While a digital shopping experience can be an effortless process that can be done anywhere and everywhere, this has also stripped off the emotional aspect of the retail experience. Fundamentally, consumers shop to obtain their desired product but more than that, it can also be a way for them to understand more deeply the brands they choose to support. Hence, a physical store makes the best way in which luxury brands can introduce its universe to consumers.

An exquisitely crafted product, which is the amalgamation of the key pillars of traditional and aspirational types of luxury, matters less to younger consumers these days. In an era where information is in excess, people increasingly value time and space to enjoy unique or extraordinary moments instead of acquiring objects. With consumers seeing value in physical retail for the tactile experience, typically through its image and storytelling, what appeals in stores today is the brand itself.

An example of this storytelling, where the brand’s universe crosses paths with the real world is Louis Vuitton. The French Maison’s second store in Miami is a tribute to the house’s late designer Virgil Abloh, where his influence and vision fill the 3,586 square feet of space. Stepping into the physical space is akin to entering Abloh’s universe and joining a community where consumers can interact with the brand more closely. These bond-building efforts will pay off as consumers become devout brand fans in the long run.

The e-commerce industry appears to be outpacing brick-and-mortar, yet the latter continues to dominate in terms of actual trade. According to the US Department of Commerce Retail Indicators Division, sales at brick-and-mortar stores grew at 18.5 per cent compared to just 14.2 per cent for e-commerce.

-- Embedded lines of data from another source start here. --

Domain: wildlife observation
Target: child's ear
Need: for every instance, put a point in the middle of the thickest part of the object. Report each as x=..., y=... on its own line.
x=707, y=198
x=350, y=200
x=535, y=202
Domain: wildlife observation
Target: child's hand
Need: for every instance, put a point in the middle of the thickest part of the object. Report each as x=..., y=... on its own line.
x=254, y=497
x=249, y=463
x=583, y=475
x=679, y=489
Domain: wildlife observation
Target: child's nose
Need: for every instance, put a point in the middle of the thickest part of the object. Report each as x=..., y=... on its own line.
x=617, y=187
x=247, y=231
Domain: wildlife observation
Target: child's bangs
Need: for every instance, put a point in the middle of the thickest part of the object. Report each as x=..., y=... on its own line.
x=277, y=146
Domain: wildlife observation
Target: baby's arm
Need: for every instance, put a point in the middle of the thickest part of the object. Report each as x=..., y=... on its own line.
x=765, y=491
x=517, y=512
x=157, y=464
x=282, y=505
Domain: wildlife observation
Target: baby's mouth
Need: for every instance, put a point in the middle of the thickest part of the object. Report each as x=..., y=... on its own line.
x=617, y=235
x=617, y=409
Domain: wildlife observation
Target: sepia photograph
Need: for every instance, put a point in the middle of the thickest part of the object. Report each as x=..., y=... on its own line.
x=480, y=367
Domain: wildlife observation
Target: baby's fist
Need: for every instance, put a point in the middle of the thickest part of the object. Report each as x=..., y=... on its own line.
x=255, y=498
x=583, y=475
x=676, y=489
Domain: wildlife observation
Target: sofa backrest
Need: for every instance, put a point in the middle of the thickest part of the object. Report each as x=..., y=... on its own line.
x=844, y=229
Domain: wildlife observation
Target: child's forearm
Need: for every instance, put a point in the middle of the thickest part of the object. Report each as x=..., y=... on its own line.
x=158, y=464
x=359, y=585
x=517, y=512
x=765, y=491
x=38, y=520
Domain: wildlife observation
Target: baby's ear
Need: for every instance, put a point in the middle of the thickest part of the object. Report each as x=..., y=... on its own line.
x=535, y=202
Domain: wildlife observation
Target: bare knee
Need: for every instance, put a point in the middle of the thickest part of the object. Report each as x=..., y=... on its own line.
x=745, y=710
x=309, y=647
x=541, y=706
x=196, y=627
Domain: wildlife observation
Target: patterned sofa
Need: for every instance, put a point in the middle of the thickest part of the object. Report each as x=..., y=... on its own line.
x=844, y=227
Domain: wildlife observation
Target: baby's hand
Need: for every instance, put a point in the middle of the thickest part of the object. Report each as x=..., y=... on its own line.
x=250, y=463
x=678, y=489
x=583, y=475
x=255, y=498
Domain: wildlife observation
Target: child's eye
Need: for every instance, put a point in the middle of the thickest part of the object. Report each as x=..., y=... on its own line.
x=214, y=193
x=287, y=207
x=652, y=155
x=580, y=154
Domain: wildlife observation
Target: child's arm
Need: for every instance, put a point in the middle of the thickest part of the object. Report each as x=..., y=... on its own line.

Encouraging statistics like the above are why luxury brands believe physical stores are still an essential conduit in its omnichannel strategy. At the start of this year, Dior reopened its flagship at 30 Montaigne and Saint Laurent opened a new flagship in Seoul, South Korea last year.

Dior 30 Montaigne Paris
Image: Adrien Dirand

Most recently, Chanel announced that it would be opening private boutiques starting next year to meet consumers’ demands for its product. CFO Philippe Bondiaux has shared that it will open these private boutiques for its top-tier clients beginning in early 2023 in key Asian cities. For the financial year 2021, Chanel’s earnings hit a high of US$15.6 billion, which is a 50 per cent jump year-on-year. Despite price hikes, inflations and limits on the number of its most popular items one can buy.

In keeping up with today’s consumption pattern where the value of the entire experience is what counts, e-commerce alone will not suffice as a holistic consumer journey. Luxury brands have to avoid becoming robotic and infusing the human touch where possible, and this means curating a personalised physical store experience. The end goal is simple: to create an unforgettable experience overflowing with engaging content and even adventure.